930,0,0,1,1,2500.0,1,1,2
931,0,0,2,1,3532.0,0,1,1
932,0,0,1,1,1700.0,1,1,1
933,0,0,2,0,3532.0,1,1,6


Convert all columns to their appropriate data type. 

In [4]:
unemployed_swdf.job_in_apr = unemployed_swdf.job_in_apr.astype('category') 
unemployed_swdf.work_in_apr = unemployed_swdf.work_in_apr.astype('category')
unemployed_swdf.src_income_before_apr = unemployed_swdf.src_income_before_apr.astype('category')
unemployed_swdf.lost_income_in_apr = unemployed_swdf.lost_income_in_apr.astype('category')
unemployed_swdf.total_income_in_apr = unemployed_swdf.total_income_in_apr.astype('float64')
unemployed_swdf.uif_in_apr = unemployed_swdf.uif_in_apr.astype('category')
unemployed_swdf.grant_from_gov_ques = unemployed_swdf.grant_from_gov_ques.astype('category')
unemployed_swdf.grant_from_gov = unemployed_swdf.grant_from_gov.astype('category')
print(unemployed_swdf.info())

<class 'pandas.core.frame.DataFrame'>
RangeIndex: 935 entries, 0 to 934
Data columns (total 8 columns):
job_in_apr               935 non-null category
work_in_apr              935 non-null category
src_income_before_apr    935 non-null category
lost_income_in_apr       935 non-null category
total_income_in_apr      935 non-null float64
uif_in_apr               935 non-null category
grant_from_gov_ques      935 non-null category
grant_from_gov           935 non-null category
dtypes: category(7), float64(1)
memory usage: 14.8 KB
None


## 2. Model Generation

**Question: Given that you were unemployed, were you likely to receive the UIF reduced work-time benefit from the government during April 2020?**

Separate the dataset into features and target variables.
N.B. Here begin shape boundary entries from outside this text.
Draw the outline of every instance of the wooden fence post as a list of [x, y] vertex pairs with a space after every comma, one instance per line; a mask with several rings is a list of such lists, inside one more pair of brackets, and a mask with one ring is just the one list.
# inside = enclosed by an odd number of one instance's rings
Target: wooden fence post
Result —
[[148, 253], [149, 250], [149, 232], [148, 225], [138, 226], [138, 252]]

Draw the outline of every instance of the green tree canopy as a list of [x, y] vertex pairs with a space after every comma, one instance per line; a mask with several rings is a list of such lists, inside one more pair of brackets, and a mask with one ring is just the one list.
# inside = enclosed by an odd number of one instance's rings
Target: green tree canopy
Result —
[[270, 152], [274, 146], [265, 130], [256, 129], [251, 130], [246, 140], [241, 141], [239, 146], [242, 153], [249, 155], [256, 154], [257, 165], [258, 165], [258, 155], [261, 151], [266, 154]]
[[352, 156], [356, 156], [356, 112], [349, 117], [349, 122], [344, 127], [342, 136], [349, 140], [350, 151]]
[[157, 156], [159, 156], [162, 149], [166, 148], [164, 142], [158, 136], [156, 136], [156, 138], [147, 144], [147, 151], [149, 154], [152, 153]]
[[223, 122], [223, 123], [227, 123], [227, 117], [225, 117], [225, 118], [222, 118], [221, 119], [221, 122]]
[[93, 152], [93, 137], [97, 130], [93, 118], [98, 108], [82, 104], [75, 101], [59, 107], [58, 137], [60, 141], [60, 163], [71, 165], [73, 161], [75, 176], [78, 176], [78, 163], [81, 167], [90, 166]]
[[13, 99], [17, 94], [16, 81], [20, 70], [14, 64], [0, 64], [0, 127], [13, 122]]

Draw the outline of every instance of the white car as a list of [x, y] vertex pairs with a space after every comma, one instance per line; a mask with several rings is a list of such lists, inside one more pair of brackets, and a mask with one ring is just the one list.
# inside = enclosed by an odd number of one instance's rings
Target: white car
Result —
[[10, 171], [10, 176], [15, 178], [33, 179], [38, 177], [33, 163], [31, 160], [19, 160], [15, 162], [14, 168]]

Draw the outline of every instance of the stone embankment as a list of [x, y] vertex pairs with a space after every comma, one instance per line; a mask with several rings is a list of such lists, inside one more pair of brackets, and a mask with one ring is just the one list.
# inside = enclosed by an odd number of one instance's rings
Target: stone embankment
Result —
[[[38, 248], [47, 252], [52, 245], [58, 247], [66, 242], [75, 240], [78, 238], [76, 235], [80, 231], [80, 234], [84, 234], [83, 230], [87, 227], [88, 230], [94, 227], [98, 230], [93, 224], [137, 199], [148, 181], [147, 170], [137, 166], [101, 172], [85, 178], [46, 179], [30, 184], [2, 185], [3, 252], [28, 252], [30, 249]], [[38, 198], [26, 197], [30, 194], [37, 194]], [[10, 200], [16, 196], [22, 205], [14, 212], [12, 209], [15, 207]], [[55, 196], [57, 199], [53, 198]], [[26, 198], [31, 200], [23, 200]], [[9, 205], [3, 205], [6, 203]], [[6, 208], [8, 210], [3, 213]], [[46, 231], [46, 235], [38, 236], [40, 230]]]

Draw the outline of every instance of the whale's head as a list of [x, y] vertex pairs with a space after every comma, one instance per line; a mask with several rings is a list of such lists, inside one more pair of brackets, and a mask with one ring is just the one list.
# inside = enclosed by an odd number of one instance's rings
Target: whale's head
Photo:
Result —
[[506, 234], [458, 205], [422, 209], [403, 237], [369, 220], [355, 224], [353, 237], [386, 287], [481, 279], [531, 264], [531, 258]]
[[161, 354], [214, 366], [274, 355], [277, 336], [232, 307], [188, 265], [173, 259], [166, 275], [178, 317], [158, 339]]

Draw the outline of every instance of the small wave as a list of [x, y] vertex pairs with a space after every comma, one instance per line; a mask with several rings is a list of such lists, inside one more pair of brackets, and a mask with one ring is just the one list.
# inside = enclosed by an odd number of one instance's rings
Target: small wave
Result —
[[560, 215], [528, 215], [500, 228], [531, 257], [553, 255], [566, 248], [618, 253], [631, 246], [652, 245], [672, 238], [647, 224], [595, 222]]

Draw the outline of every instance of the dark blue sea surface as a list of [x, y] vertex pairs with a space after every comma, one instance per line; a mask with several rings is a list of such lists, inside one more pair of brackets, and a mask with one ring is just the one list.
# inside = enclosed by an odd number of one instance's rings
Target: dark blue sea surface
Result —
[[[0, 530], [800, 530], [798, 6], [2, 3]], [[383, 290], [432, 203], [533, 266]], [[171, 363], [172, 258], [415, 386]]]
For this model, the 'src_income_before_apr', 'lost_income_in_apr' and 'total_income_in_apr' columns are selected as features and the 'uif_in_apr' is selected as the target variable. The 'job_in_apr' and 'work_in_apr' columns were not selected because all of their values are 0 and they have no effect on the model. 

In [5]:
X = unemployed_swdf[['src_income_before_apr', 'lost_income_in_apr', 'total_income_in_apr']]
y = unemployed_swdf[['uif_in_apr']]
y = np.ravel(y)

Split the unemployed_swdf dataframe into training and testing sets. 80% of the unemployed_swdf dataframe makes up the training set and 20% of the unemployed_swdf dataframe makes up the testing set. In addition, both datasets are standardized using the StandardScaler object from the sklearn library.

In [6]:
train_data_X, test_data_X, train_data_y, test_data_y = train_test_split(X,y,test_size=0.2, random_state=101)
scaler = StandardScaler()
scaler.fit(train_data_X)
train_data_X = scaler.transform(train_data_X)
test_data_X = scaler.transform(test_data_X)

Train the model.

In [7]:
model = LogisticRegression(solver='liblinear')
model.fit(train_data_X, train_data_y)
parameters = np.append(model.intercept_, model.coef_)
display("Parameters after training the model: ", parameters)

'Parameters after training the model: '

array([ 0.78514827,  0.02839737, -0.29616191, -0.00260391])

Make predictions using the recently trained model and get its accuracy.

In [8]:
predictions = model.predict(test_data_X)
accuracy = model.score(test_data_X, test_data_y)
print("Accuracy of the model: ", accuracy)

Accuracy of the model:  0.7219251336898396


The model has a classification accuracy of 72%, which is very good.